Dear Bayesians,
it might be of some help for some of you, today or later, to get an (up-to-date) installation protocol for GPU based sampling on Windows. I have seen some protocols based on pip here in the forum. However, I found that - hopefully - a purely conda based protocol seems to work.
First of all, make sure that the NVIDIA / CUDA drivers are installed properly by executing this on a PowerShell:
$ nvidia-smi
Sun Mar 16 09:18:12 2025
+-----------------------------------------------------------------------------------------+
| NVIDIA-SMI 572.70 Driver Version: 572.70 CUDA Version: 12.8 |
|-----------------------------------------+------------------------+----------------------+
| GPU Name Driver-Model | Bus-Id Disp.A | Volatile Uncorr. ECC |
| Fan Temp Perf Pwr:Usage/Cap | Memory-Usage | GPU-Util Compute M. |
| | | MIG M. |
|=========================================+========================+======================|
| 0 NVIDIA GeForce RTX 5070 Ti WDDM | 00000000:01:00.0 On | N/A |
| 0% 53C P5 21W / 300W | 15663MiB / 16303MiB | 0% Default |
| | | N/A |
+-----------------------------------------+------------------------+----------------------+
This was all pre-installed by my PC vendor, therefore I did not have to do anything.

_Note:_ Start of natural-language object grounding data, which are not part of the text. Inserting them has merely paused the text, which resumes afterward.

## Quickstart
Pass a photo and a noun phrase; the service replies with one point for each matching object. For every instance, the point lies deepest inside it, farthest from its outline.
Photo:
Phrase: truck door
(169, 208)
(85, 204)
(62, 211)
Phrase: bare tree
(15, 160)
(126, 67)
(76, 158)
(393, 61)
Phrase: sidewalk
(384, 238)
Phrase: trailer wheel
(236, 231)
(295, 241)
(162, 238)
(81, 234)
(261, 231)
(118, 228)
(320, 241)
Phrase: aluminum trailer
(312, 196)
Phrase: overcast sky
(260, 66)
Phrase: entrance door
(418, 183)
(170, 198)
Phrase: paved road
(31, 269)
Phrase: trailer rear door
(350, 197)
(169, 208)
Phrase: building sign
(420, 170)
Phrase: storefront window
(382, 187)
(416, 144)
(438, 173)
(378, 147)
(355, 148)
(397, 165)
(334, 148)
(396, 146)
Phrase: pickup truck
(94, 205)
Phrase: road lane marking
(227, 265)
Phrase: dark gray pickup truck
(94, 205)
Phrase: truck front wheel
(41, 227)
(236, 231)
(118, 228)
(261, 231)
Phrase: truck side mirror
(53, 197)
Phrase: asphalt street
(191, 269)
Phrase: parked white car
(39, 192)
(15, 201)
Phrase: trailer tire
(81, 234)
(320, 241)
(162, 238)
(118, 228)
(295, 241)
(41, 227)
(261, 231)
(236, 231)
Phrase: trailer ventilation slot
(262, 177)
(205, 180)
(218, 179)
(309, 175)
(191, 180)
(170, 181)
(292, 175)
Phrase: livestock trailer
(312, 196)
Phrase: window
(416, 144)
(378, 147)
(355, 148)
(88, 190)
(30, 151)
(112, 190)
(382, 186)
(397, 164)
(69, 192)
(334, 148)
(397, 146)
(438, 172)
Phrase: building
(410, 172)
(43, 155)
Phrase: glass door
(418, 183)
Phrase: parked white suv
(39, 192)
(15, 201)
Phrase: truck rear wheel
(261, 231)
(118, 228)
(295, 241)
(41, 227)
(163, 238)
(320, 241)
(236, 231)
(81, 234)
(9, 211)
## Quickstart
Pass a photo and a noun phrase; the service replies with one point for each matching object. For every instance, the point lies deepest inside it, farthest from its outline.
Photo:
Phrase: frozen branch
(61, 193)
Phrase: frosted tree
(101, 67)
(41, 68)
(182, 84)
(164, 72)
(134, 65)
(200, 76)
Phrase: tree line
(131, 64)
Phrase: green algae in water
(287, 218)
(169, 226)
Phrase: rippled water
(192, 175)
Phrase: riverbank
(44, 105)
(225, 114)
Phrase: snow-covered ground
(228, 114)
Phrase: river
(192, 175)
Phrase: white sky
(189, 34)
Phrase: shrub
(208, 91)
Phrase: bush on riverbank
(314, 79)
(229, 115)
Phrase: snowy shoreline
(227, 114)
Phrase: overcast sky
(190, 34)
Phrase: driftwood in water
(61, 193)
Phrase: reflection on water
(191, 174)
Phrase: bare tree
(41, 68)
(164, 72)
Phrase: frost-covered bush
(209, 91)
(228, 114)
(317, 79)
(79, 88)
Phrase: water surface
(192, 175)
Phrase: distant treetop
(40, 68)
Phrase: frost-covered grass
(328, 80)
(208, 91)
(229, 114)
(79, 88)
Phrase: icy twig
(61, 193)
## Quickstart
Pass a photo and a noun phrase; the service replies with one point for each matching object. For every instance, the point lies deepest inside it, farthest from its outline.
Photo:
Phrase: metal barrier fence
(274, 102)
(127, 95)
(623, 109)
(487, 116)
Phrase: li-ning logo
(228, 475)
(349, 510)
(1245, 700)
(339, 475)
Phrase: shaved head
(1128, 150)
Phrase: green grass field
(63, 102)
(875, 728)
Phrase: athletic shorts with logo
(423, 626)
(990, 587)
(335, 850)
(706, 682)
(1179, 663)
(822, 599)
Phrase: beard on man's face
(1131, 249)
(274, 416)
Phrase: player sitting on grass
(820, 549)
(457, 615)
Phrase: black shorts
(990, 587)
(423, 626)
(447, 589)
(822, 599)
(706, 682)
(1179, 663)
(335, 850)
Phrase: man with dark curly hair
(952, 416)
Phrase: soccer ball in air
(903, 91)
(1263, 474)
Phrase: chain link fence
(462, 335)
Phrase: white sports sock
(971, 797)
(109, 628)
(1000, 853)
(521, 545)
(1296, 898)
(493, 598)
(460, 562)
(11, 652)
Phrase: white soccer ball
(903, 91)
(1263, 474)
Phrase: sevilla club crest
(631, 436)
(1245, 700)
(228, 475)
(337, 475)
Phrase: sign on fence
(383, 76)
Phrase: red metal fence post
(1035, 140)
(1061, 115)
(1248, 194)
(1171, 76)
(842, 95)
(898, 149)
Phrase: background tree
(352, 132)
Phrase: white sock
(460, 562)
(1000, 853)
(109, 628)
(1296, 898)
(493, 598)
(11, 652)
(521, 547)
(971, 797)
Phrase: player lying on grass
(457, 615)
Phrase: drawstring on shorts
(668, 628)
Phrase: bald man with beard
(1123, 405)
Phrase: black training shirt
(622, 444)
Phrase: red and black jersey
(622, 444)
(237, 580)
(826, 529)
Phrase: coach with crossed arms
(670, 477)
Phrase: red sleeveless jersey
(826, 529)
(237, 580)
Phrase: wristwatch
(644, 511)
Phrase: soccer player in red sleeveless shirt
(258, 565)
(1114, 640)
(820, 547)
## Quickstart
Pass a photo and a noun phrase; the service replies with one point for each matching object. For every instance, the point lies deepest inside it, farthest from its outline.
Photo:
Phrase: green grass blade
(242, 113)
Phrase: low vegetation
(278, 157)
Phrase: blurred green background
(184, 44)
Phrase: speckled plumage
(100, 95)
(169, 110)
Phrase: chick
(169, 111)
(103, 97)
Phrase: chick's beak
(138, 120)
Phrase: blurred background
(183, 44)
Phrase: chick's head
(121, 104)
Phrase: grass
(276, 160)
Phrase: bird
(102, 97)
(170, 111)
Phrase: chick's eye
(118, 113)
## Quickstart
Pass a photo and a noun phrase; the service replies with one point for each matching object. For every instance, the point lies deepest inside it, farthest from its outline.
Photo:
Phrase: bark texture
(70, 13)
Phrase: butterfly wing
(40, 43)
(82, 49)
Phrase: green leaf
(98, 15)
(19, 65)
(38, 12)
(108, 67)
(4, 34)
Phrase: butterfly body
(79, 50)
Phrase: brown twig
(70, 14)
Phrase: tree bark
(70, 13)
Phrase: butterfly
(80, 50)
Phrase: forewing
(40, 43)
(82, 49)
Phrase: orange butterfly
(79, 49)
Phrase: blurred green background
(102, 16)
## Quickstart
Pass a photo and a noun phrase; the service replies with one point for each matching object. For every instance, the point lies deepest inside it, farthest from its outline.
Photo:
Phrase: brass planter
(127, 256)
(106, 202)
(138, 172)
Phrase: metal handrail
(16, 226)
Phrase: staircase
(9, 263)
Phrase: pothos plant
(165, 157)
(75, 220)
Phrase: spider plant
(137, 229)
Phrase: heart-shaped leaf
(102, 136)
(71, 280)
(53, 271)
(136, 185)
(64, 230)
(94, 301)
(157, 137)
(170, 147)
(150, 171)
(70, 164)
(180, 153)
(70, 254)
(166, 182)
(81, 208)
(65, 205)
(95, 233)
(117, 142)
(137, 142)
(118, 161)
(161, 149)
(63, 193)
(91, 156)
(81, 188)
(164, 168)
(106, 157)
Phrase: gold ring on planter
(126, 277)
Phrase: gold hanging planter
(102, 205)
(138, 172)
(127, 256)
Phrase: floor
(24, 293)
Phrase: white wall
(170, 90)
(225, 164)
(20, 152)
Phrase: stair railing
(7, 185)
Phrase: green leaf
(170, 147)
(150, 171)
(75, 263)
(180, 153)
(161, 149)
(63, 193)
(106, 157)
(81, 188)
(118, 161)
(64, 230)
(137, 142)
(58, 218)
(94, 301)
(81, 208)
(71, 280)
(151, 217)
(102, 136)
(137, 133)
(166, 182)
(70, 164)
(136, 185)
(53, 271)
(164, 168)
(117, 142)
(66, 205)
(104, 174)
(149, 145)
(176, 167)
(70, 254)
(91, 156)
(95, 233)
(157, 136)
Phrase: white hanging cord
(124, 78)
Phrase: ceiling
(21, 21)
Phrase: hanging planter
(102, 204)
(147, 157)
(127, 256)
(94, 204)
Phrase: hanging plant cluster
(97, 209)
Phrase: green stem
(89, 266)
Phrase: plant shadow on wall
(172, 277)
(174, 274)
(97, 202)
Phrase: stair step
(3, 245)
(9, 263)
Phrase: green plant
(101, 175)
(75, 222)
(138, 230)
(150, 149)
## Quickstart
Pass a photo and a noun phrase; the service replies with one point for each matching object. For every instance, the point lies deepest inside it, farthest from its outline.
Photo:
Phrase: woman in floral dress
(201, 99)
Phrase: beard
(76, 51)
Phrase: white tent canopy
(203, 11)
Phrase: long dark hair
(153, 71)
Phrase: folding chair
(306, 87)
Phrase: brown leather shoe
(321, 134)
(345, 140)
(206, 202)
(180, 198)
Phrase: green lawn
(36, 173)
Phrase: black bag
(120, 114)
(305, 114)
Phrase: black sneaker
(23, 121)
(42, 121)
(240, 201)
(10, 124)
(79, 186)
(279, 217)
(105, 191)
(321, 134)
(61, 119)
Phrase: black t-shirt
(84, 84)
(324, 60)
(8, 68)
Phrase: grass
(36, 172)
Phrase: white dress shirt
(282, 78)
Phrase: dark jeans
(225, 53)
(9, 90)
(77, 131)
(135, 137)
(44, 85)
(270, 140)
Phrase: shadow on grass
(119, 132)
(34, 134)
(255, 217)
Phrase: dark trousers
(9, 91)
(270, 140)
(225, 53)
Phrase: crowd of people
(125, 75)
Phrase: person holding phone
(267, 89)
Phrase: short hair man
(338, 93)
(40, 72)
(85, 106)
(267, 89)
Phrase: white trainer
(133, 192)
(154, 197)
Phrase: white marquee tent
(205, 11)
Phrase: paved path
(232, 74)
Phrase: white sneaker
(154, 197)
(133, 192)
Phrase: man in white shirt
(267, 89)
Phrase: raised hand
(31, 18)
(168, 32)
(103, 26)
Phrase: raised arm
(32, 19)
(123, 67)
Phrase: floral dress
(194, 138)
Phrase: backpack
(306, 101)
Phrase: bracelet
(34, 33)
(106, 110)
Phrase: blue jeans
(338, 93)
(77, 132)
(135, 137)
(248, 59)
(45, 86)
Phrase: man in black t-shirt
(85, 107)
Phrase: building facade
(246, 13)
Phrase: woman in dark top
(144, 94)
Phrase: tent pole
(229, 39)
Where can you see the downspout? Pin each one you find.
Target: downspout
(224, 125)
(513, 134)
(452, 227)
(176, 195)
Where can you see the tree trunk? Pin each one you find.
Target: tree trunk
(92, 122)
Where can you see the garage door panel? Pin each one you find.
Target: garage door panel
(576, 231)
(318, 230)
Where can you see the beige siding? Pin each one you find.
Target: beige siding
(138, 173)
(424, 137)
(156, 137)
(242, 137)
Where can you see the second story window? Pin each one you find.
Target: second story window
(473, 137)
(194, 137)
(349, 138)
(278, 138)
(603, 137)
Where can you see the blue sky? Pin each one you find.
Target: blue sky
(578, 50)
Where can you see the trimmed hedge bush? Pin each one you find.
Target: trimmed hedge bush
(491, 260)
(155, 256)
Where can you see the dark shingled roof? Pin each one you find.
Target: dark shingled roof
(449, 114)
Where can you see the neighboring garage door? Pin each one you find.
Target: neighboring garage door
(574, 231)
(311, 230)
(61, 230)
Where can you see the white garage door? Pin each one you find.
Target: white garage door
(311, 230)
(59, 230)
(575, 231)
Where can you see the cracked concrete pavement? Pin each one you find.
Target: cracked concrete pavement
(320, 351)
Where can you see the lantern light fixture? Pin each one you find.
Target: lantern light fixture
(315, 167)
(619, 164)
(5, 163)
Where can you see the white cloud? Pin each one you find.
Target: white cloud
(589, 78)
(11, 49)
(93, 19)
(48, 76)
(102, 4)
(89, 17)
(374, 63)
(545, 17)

Next, it is still - unfortunately - not possible to install the relevant libraries directly in a Windows Python environment. This means, you need to use a WSL / Ubuntu based Python.
To install WSL, do this in a PowerShell:
wsl --install
After installation, look which Ubuntu is available:
wsl --list --online
I made a decision for:
wsl --install -d Ubuntu-22.04
After installation, open the “Terminal” app and create a new tab with your Ubuntu running. The next step is to install a Conda based Python installation in this Ubuntu. I did this by the following steps:
wget https://repo.anaconda.com/miniconda/Miniconda3-latest-Linux-x86_64.sh
bash Miniconda3-latest-Linux-x86_64.sh
source ~/.bashrc
Make conda-forge available:
conda config --add channels conda-forge
conda config --set channel_priority strict
You can now create a new conda environment for your pymc stuff. As I had some trouble with Python 3.12, I finally used a 3.11 environment:
conda create -n jax-env python=3.11
conda activate jax-env
Install mamba to get things done faster:
conda install -n base -c conda-forge mamba
Now install the relevant libraries:
mamba install -c conda-forge pymc bambi arviz nutpie blackjax numpyro
And some additional stuff
mamba install -c conda-forge matplotlib seaborn scikit-learn gputil jupyter
The environment is now created. To use it in a Jupyter Notebook in a Windows IDE, you have to configure this as your runtime. I am using DataSpell from Jetbrains, and I guess the configuration would be similar in IntelliJ or PyCharm. However, I do not know how this would work in VS Code.
In your project configuration, you add a new interpreter and choose “On WSL”:
In the following dialog, you choose your installed Ubuntu:
In the following dialog, you choose “Conda environment” and you should find your configured environment in the dropdown:
After creation, you should find this interpreter in the list and can choose it for your project.
To use this interpreter for a Jupyter notebook, you can configure it as a “Managed Server”:
Now check some versions:
And here are some sampling times with a very simple model. I assume that GPU is not the right mode for a model with only one observed variable, because GPU will only pay out for much more dimensions. Or did I something wrong with the configuration?
true_mean_of_generating_process = 5
true_sigma_of_generating_process = 2
observed_data = np.random.normal(loc=true_mean_of_generating_process,
scale=true_sigma_of_generating_process,
size=100)
with pm.Model() as model_mean:
mu = pm.Normal("mu", mu=0, sigma=10)
sigma = pm.HalfNormal("sigma", sigma=10)
likelihood = pm.Normal("likelihood",
mu=mu,
sigma=sigma,
observed=observed_data)
# CPU
# runtime: 3.28 seconds (AMD Ryzen 9 9900X)
# idata_mean_cpu = pm.sample(
# draws=8000,
# tune=1000,
# chains=4,
# progressbar=False)
# GPU with numpyro
# runtime: 1m 49 seconds
# idata_mean_numpyro = pm.sample(
# draws=8000,
# tune=1000,
# chains=4,
# progressbar=False,
# nuts_sampler="numpyro")
# GPU with blackjax
# needs the argument "chain_method" : "vectorized" to run without error
# runtime: 20 seconds
# idata_mean_blackjax = pm.sample(
# draws=8000,
# tune=1000,
# chains=4,
# progressbar=False,
# nuts_sampler="blackjax",
# nuts_sampler_kwargs={"chain_method" : "vectorized"})
# GPU with nutpie
# runtime: 1m 31 seconds
# idata_mean_nutpie = pm.sample(
# draws=8000,
# tune=1000,
# chains=4,
# progressbar=False,
# nuts_sampler="nutpie",
# nuts_sampler_kwargs={"backend" : "jax"})
Best regards
Matthias